El expediente tuvo un giro clave el 30 de junio, cuando la jueza Loretta Preska ordenó al país ceder las acciones de YPF como parte de pago del fallo en contra. A mediados de julio, la Cámara de Apelaciones concedió una suspensión temporal hasta que un panel de tres magistrados definiera cómo proceder.
La resolución de este martes podría derivar en tres escenarios: aceptar el pedido de suspensión formulado por la Argentina, rechazarlo —lo que obligaría a entregar los títulos para evitar un desacato— o mantenerlo condicionado a la entrega de otro activo como garantía, como bonos soberanos. En cualquiera de las dos últimas opciones, el Ejecutivo adelantó que acudirá de inmediato a la Corte Suprema de Estados Unidos.

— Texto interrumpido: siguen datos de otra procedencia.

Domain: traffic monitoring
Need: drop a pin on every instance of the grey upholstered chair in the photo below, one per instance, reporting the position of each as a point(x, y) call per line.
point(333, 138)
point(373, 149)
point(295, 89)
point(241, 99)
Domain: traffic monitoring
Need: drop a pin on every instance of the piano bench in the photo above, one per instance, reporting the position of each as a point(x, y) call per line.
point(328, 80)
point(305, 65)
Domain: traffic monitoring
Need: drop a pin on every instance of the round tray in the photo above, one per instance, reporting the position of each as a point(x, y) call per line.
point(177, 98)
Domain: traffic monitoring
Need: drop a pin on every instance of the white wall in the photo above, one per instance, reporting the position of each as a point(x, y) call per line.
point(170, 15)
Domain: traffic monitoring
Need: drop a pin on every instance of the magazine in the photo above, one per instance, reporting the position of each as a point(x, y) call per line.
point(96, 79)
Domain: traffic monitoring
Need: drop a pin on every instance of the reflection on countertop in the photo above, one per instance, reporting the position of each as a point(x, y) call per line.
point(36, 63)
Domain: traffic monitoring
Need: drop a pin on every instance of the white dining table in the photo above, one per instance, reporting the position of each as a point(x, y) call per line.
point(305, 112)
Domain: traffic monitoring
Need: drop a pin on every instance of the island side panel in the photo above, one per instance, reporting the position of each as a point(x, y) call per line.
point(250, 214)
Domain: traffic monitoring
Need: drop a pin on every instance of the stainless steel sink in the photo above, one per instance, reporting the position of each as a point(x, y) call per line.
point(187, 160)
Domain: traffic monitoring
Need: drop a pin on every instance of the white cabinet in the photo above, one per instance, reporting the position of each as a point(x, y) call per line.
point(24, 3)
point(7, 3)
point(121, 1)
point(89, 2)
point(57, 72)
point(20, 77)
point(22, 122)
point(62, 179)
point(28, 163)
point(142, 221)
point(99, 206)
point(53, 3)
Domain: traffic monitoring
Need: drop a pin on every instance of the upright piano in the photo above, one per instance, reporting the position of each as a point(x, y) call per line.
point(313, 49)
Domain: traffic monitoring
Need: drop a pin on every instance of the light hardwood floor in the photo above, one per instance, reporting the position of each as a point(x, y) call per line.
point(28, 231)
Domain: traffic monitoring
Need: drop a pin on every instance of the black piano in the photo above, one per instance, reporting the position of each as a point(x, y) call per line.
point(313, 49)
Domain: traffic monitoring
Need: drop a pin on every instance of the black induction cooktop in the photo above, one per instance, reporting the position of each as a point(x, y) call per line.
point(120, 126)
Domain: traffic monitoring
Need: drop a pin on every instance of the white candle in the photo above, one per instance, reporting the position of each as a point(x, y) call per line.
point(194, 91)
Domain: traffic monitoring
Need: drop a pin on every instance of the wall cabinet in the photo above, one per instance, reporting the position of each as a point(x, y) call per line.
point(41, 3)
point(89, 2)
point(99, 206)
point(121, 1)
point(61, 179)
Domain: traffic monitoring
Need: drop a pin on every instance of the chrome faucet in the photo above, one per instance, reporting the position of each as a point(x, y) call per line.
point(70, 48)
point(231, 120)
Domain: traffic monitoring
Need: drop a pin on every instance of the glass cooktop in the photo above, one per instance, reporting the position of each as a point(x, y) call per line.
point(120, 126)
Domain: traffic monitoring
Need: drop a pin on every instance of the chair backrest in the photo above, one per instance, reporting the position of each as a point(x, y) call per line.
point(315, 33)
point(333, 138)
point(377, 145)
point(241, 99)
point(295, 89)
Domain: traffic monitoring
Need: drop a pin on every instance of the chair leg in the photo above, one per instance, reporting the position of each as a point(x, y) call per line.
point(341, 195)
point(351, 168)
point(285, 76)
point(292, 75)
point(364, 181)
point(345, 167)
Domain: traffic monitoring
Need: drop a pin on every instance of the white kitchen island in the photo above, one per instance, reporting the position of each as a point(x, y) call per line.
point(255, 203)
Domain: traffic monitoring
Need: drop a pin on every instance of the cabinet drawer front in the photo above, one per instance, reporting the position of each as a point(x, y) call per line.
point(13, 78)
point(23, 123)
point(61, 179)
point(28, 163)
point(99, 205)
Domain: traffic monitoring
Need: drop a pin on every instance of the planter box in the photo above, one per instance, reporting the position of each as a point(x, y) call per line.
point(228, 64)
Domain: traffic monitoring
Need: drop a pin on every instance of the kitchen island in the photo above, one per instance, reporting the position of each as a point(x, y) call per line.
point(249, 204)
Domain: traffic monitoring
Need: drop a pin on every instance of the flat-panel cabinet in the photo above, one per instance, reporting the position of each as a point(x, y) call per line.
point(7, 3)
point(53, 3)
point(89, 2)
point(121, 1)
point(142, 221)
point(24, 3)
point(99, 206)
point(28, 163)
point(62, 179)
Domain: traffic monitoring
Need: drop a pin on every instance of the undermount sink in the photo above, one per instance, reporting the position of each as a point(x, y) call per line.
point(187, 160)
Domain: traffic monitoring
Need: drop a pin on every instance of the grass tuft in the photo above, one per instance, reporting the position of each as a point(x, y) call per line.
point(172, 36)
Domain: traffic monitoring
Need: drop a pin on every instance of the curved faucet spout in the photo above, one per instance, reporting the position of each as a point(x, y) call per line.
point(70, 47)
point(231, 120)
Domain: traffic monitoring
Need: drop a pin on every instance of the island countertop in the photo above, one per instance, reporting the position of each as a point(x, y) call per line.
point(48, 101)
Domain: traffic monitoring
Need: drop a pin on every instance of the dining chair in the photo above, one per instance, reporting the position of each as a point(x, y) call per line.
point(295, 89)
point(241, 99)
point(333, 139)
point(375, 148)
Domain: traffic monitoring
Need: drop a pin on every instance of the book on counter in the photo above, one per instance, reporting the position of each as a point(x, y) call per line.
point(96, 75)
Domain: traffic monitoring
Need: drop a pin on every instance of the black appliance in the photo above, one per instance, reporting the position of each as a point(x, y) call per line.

Al margen de esta definición, hay otros dos procesos en curso: la apelación contra la orden de transferencia, cuyo primer escrito vence el 25 de septiembre y que ya recibió el respaldo del Departamento de Justicia estadounidense y de gobiernos de Brasil, Chile, Ecuador y Uruguay; y la apelación contra la sentencia de 2023, que tendrá audiencia la semana del 27 de octubre. En este último expediente, los demandantes aclaran que no buscan quedarse con el negocio petrolero, sino que pretenden que el país se siente a negociar.
Mientras tanto, los intereses diarios de US$2,5 millones siguen corriendo y podrían llevar la deuda a cerca de US$18.000 millones en octubre, si no se alcanza un acuerdo previo.